Approaching Woburn Sands
Near the start of Sandy Lane
Sandy Lane
The shortcut just after Sandy Lane (shown as Alternative 1 on the map)
Path on Old Wavendon Heath
I turned right, left and right again to return to Sandy Lane (by a school, according to the map), which I then followed southwest for over half a mile. On reaching a minor road, I went left for a couple of hundred yards, then turned right onto a rising path beside a wood. To my left was a large open field - a sign warned that it was used for training Police Dogs! At the top of the slope I turned left onto a track through part of one of the three courses of the Woburn Golf Club.
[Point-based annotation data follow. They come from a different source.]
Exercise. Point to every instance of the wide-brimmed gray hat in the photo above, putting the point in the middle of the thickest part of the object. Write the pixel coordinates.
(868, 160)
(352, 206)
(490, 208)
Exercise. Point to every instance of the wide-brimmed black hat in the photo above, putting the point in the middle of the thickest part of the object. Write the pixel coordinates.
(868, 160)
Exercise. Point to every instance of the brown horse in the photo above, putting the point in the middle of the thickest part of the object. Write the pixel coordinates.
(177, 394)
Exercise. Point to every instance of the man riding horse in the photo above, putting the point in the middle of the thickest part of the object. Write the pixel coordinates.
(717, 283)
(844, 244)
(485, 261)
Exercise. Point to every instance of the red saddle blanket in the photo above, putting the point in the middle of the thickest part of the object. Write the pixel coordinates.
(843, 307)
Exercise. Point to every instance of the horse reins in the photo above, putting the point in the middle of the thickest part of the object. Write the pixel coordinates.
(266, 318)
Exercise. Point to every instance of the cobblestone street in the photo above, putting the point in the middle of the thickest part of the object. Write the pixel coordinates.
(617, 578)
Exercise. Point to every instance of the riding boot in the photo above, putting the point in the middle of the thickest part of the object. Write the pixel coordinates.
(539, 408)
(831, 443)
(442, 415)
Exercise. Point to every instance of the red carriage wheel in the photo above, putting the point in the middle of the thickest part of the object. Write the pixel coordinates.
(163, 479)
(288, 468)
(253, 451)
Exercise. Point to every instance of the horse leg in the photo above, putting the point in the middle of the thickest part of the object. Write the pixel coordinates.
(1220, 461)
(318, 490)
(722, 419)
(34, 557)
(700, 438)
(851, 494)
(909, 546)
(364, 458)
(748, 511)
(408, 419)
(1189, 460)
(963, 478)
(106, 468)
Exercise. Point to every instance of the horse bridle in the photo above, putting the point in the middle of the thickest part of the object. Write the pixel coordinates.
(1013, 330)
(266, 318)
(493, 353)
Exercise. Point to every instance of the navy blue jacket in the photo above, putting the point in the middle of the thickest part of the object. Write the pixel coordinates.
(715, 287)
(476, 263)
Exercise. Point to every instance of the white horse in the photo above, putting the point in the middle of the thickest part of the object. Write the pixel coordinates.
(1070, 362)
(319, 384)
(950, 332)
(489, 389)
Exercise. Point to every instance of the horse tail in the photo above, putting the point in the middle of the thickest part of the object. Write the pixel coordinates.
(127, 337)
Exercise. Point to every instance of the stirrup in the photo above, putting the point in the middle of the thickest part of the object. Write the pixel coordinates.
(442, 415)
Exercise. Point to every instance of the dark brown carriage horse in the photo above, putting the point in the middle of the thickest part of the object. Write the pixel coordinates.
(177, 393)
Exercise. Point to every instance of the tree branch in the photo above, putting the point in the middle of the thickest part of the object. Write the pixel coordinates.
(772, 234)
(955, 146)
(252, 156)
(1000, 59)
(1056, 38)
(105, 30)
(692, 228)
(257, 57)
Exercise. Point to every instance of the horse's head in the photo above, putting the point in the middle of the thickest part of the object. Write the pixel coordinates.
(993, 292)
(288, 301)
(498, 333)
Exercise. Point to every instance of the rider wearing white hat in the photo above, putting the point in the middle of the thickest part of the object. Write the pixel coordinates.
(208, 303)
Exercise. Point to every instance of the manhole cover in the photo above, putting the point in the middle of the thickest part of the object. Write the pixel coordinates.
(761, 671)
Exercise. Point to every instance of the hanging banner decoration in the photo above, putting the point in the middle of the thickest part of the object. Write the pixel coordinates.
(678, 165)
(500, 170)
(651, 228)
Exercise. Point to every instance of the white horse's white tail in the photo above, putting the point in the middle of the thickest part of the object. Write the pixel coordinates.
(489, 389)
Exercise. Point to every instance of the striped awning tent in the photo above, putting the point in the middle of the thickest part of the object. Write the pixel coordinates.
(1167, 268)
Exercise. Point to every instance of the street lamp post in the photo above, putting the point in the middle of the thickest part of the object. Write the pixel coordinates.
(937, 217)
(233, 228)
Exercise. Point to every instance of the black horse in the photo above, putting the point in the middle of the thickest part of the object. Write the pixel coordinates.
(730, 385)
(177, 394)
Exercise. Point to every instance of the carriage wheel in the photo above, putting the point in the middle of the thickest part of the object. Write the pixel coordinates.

After a bout a third of a mile it turned left, but the right of way bore right, passing through a section of the golf course and then entering a wood (Little Brickhill Copse).
Sandy Lane
Path beside the Police dog training field
Track on Woburn Golf Course
Across a B-road I continued through more woodland (another part of Buttermilk Wood, I think). This pleasant broad track at some point becomes Nun Lane, and further on I had Nun Wood to my right with corn field to my left (here I was on the routes of both the Milton Keynes Boundary Trail and the Greensand Ridge Walk). After almost a mile and a half I reached a minor road, where I went a short distance right before taking a path on the right. This led across two large cornfields to take me back to the A5.
Nun Lane
Nun Lane
Approaching the A5 again
Across the A5, the path followed the edge of two meadows, then turned right, following a long hedgerow through a huge pasture or meadow (actually I think there were a few horses in it). I then went diagonally (half-left) across a small field beside Rammamere Farm, a good track then continuing on through Rammamere Heath. At a junction or fork after about a third of a mile, I went a few yards right then turned left to carry on in the same southerly direction as before, this path soon emerging from the woods and running through a long narrow meadow in a small valley to reach a road opposite the Stockgrove Country Park car park.
Path to Rammamere Farm
Rammamere Heath
The meadow opposite the Stockgrove Country Park car park
As usual this was a very pleasant route, and it made a change for me to be walking on the sandy paths of the Green Sandstone Ridge rather than the chalky Chiltern Hills.